Hockey players line the street for the procession for Noah Trulsen on Saturday. (Facebook photo)

Hockey game a Nite for Noah

Tribute planned for man who died playing hockey

A game of shinny is being organized in the memory of Noah Trulsen, who died from a fall while playing hockey.

A Nite for Noah will be held on Nov. 10, at 7:15 p.m. at Planet Ice. The event is to keep his spirit alive for those who loved Noah, and raise money for a scholarship in the trades that will be awarded in his name.

It will also be a fun night that Noah would have loved, said his brother Matthew.

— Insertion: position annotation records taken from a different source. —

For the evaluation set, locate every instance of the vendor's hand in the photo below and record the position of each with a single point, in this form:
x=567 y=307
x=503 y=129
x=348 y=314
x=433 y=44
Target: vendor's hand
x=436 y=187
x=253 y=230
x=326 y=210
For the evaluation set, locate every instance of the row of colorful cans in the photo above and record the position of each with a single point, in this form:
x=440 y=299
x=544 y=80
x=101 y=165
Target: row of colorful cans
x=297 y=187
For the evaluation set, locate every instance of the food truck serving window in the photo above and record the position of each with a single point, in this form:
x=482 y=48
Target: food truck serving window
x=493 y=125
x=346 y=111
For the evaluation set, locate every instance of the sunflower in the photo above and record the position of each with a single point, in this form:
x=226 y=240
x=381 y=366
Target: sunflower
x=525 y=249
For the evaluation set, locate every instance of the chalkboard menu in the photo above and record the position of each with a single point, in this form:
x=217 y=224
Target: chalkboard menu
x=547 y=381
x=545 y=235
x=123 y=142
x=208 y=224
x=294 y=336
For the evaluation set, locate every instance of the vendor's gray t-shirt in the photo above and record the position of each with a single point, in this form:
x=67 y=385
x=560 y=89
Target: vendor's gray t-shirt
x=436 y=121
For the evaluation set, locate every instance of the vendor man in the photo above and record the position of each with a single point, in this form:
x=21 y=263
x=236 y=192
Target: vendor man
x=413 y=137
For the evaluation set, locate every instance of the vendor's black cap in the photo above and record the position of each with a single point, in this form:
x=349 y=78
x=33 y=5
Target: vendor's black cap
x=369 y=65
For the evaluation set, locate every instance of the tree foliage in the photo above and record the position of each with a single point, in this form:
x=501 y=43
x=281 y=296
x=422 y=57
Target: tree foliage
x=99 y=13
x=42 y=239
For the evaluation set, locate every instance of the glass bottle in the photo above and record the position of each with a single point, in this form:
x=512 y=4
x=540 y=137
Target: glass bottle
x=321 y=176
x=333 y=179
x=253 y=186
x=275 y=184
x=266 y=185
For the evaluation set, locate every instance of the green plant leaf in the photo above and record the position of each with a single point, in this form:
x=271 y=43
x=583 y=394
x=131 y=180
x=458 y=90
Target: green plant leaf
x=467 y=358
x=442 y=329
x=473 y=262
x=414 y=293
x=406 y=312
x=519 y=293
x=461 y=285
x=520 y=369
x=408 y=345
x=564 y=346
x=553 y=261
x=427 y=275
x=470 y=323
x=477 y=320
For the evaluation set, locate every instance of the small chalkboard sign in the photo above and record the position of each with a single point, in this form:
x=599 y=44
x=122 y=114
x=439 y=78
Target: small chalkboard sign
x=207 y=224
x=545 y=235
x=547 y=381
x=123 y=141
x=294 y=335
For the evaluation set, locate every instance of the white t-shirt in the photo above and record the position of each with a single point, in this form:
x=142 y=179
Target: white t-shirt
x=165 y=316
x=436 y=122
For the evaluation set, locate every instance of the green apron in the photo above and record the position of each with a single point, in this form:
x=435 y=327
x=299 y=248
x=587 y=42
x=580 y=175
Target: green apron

“He would have been jumping for joy. He would want to be first-line D, he would have been gathering everyone – he would have been the promoter,” he said.

“I’m super excited for it.”

The event is being put on by their father Rick’s employer, Trinity Plumbing Heating and Gas.

Trulsen was just 22 and on the verge of earning his red seal in electrical when he died after falling at the bench during a recreational hockey game in Langley on Oct. 4.

The game will be played between Noah’s teammates on that rec hockey team, the Bolts, and the Trinity team, which will be made up of former teammates, friends and family.

Matthew, who is a standout junior goaltender with the Mission City Outlaws, will share the crease with their cousin, Mark Trulsen.

“We’ve had a lot of his former teammates ask to play,” said Matthew.

He added hockey was a big part of their lives, and he and Noah would gather the kids in the neighbourhood for epic street hockey games.

The night will be a fundraiser. The Noah Trulsen Memorial Hockey Fund has already reached more than $17,000 of its $20,000 goal.

Matthew, 19, said the family was again thankful for the tremendous support of the hockey community, as a celebration of life was held for Noah on Saturday.

There were lots of hockey players in jerseys lining the streets for the procession, from the Bolts, from the Mission City Outlaws, and from Ridge Meadows Minor Hockey, where it all started for the Trulsens

“The amount of support we had… it has been very humbling for the family,” he said.

“It means so much – hockey is truly a brotherhood. Thank you to everyone.”

There was a message on the Ridge Meadows Minor Hockey Facebook page:

“Thank you to all the Rustlers who came out today to honour Noah and support his family. It was an amazing sight with Red Jerseys everywhere, on players of all ages. Every division was represented from our newest little Rustlers right up to our almuni from days gone by.

Parents and players alike welled up as Mr. Trulsen shook hundreds of hands, saying “thank you for coming”.

A very sad day but amazing to see our hockey community come together in a time of need.”